褚冥漾沒好氣的看著姊姊,「你今天不用上班嗎?」整天坐在沙發上看著自家弟弟忙東忙西,也不會出手幫個忙。真是魔女!
「我今天休假。」
「是喔……」自己開店當老闆真好,想休假就休假。
魔女瞇起眼睛,「最好是有你想的那麼簡單!」褚冥漾縮了縮脖子低聲下氣地迅速道歉。褚冥玥滿意微笑,優雅地交疊起修長的雙腿,「今天先不跟你計較。說說你的工作吧?如何?」
「如何?」褚冥漾想了想,搔搔頭回答:「就,還可以啊。」
一起工作的喵喵、千冬歲和夏碎都對他很親切又包容,而冰炎雖然老是損他又動手動腳的,但其實也待他很好──畢竟再怎麼乾枯也算是對情侶。

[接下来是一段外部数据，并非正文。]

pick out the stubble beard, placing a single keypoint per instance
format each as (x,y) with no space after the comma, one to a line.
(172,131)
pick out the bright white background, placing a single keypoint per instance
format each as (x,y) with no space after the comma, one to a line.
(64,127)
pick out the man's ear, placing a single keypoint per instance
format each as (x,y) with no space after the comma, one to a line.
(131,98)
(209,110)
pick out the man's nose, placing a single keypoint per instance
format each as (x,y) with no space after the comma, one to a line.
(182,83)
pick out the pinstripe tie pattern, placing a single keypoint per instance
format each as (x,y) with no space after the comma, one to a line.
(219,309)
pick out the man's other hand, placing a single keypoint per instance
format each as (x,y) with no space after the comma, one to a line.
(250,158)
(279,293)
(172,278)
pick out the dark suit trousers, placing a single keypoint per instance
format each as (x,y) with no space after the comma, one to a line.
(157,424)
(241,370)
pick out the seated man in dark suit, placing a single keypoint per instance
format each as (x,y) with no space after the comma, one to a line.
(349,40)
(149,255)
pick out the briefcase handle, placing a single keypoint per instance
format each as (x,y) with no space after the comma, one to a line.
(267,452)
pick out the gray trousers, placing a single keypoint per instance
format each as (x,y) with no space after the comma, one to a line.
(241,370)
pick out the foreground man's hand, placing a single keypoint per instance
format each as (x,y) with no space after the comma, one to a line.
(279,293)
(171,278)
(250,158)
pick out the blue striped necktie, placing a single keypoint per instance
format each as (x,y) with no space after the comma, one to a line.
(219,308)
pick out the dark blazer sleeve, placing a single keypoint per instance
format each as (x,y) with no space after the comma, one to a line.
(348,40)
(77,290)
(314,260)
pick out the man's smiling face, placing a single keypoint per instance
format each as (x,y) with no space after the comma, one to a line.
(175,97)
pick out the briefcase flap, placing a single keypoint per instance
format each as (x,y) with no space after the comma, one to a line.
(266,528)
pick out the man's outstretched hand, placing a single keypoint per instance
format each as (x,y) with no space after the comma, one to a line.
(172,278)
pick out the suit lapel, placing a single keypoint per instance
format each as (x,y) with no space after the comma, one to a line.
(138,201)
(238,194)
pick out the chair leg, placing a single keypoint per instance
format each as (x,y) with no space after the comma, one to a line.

「那就好。」褚冥玥用手撐起臉頰,「你一離開老媽就成天碎碎念,一下擔心你被欺負、擔心你不適應新環境、擔心你衰運發作會墜機,還三不五十給你寄補給品。結果你只是偶爾打通電話回來報平安,連過年也沒見人影。」
越數越多,褚冥漾越發心虛起來。
父母心他多多少少能理解,但是工作是真的很忙,沒辦法時常回家也不是他願意的……不過他是真的有點小看時間在跑的速度了。
開口正要道歉,就被魔女伸手制止了。「你該道歉的對象是老媽,不過她大概也不想聽你道歉。」
「欸?」咦,難道事情已經到無可挽回的地步了!
「笨蛋!」光看弟弟的表情就知道他在想什麼的褚冥玥,沒好氣地一掌拍上他的後腦勺,「我的意思是,與其去道歉,多想想家人、多和老媽通電話還比較實際!懂了沒!」
褚冥漾揉著發痛的腦袋,可憐兮兮地點點頭,「好啦我知道了。」

  ※

冰炎翻著書,偶爾才瞄電腦視訊裡頭那個抱怨得滿臉委屈的褚冥漾一眼,很明顯地他大人懶得開金口安慰一下。
『學長……你有在聽嗎?』控訴完一整天被家人凌虐的慘案後,褚冥漾才發現螢幕那頭的人連點反應都沒有。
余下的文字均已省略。